Sunday, November 26th, 2017
About six months ago, my doctor recommended a gastric sleeve operation for me to lose weight and get my pre-diabetes under control. I totally said no and nearly had a tantrum. It seemed tantamount to saying that I’m lazy, that I can’t lose weight on my own. I started telling myself that if only I’d just exercise more and eat less I could keep the pounds off. My doctor talked me down, pointing out that I did exercise and eat pretty healthy and was still struggling. She convinced me to go to an information session. So I began my journey. I attended classes and met with nutritionists, physical therapists, a psychologist, a hematologist, the doctor, and many others. I’ve had a variety of tests and done a ton of research, joined online groups to talk to people who’ve been through the surgery, and discussed this with my family.
So six months later, I’m about to have surgery. What does this mean, you might ask. Well, it involves laproscopic surgery to cut out 70-80 % of my stomach. After, I won’t be able to eat that much. I’ll follow a diet for awhile of liquids, then soft foods, then add in regular foods until I’m back to eating normal food. But I won’t eat as much, and I’ll have to focus on healthy choices so that I get full nutrition. And it turns out that they remove the part of the stomach that produces the hunger hormone ghrelin, which will help keep hunger under control. This surgery reverses diabetes. I had gestational diabetes and my A1C is high. I also have peripheral artery disease. This surgery will help with both.
This means a huge change in my eating habits. I will not be drinking carbonated anything again. I will need to drink constantly to stay hydrated. I have to chew at least 20-30 times a bite, and I can’t drink a 1/2 hour before or after eating. I have to take my time because it will be easy to overfill my stomach. I’ll need to take vitamins. I’ll have to make sure I get enough protein. My hair is likely to fall out until my body gets used to the change. I’m likely to be very moody as my fat releases hormones. My hair will grow back out and my moods will stabilize. I will likely lose at least 60-70% of my excess weight. I’ll need to carry a protein snack and water with me everywhere.

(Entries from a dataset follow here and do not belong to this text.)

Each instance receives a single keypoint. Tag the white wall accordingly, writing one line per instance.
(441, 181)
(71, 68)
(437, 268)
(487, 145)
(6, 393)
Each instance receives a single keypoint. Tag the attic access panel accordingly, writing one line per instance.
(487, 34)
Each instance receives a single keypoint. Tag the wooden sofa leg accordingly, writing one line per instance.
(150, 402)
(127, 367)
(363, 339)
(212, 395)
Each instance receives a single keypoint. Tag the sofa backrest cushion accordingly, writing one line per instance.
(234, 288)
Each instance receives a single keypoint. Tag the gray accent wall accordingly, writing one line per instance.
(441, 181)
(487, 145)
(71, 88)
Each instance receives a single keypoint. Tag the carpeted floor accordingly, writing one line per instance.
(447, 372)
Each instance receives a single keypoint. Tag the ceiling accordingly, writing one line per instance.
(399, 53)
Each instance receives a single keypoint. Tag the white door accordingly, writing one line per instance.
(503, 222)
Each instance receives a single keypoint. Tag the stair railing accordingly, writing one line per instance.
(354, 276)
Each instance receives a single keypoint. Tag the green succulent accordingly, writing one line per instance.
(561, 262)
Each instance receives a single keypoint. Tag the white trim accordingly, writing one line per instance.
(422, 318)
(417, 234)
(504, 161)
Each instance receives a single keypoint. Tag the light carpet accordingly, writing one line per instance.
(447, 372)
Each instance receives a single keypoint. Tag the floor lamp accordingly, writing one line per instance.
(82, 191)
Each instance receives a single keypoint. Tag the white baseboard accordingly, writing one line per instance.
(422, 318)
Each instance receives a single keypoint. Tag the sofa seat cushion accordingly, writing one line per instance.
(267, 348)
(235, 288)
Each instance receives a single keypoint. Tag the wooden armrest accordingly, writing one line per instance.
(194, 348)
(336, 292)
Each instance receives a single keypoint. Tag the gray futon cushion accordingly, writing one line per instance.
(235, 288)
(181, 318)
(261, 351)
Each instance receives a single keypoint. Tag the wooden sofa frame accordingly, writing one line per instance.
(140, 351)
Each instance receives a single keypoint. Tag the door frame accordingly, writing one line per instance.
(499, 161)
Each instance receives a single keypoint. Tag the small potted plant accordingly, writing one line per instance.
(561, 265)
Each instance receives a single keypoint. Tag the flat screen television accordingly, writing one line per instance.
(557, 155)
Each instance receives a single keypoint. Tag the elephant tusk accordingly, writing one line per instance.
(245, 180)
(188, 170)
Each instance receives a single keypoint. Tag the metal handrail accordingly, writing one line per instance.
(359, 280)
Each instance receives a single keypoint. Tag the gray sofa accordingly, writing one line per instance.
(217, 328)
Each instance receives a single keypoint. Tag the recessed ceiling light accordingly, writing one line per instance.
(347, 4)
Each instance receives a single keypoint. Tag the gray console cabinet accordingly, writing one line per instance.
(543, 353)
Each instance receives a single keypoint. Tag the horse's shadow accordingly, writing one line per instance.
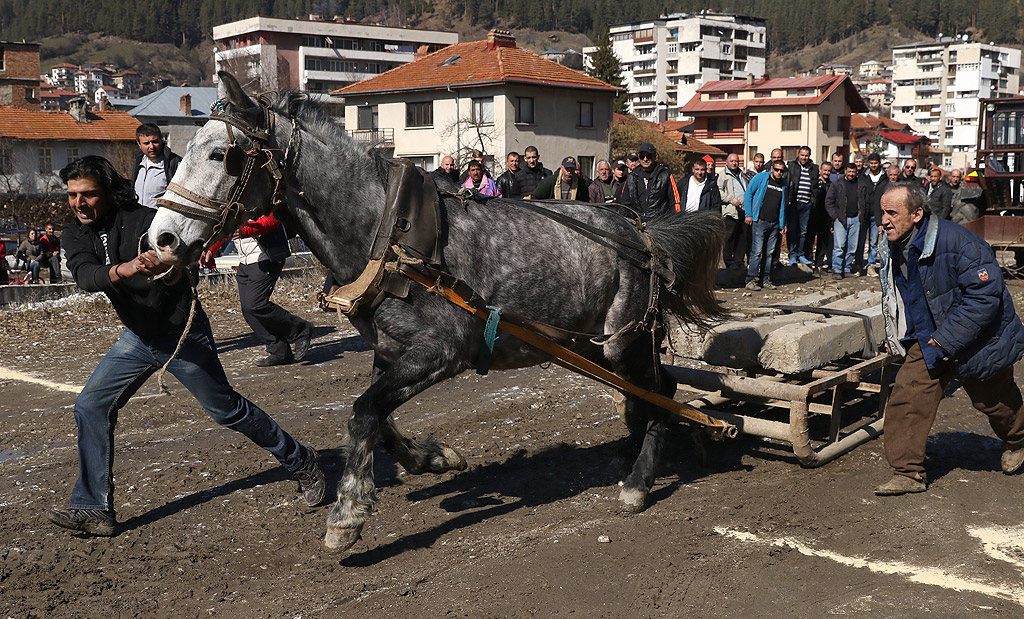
(962, 451)
(523, 481)
(320, 351)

I’ve had to lose some weight in order to have the surgery and I have lost around 20 lbs. It made me wonder if I should have this surgery or not–can’t I just keep doing this? But here’s the problem. I’ve lost this weight before. Several times. I always plateau, and then the weight creeps back on. What this surgery does is get the weight off without killing the metabolism. My body will reset and I will be able to maintain weightloss so long as I continue to eat properly. I’ve been exercising every day for the last seven month or more, with only about a week off the entire time. Still hasn’t done much in terms of weight. I’ve also been following the diet they ask me to follow to prepare for surgery.

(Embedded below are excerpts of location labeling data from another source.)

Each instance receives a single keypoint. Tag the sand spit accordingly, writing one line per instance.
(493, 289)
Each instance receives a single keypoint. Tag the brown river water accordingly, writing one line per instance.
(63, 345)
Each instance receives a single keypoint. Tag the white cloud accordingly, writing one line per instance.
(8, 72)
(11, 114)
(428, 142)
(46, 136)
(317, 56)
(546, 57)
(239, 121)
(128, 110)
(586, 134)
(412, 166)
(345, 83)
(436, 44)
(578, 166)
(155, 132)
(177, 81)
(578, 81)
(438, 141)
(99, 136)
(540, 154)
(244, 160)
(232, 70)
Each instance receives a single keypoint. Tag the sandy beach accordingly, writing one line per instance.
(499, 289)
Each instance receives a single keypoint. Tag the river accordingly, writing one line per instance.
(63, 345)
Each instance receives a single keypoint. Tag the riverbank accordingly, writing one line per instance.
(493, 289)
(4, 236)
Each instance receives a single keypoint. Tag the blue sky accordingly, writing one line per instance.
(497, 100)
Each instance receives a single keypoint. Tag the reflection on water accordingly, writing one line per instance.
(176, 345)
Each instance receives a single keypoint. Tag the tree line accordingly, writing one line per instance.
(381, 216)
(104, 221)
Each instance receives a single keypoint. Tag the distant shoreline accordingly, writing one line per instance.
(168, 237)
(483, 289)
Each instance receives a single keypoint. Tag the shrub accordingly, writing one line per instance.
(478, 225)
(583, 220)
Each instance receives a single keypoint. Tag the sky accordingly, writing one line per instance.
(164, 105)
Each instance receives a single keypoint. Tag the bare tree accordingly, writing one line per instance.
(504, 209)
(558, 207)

Some people say this is an easy out. Ha. Well, I thought that at first too, especially since I’m not that heavy. Or rather, I don’t look that heavy, but trust me, I have a lot to lose. But healthwise, I need it. The fact is that I want to be around for my family and I want to have as healthy an old age as I can. In fact, I want to put off old age for as long as possible.
I’ve been keeping this a secret from a lot of people, mostly because I’ve been a little embarrassed. Back to that feeling of laziness and why can’t I do it on my own? But that’s an insult to me and an insult to all the others who’ve fought long and hard and come to this decision and then fought through the surgery, the recovery, and all the rest that comes with is. Trust me when I say it’s not an easy out. It is, however, usually very successful for losing weight and so I’m grateful it’s an option.
I will likely keep posting about the journey. It begins this Weds, the 29th.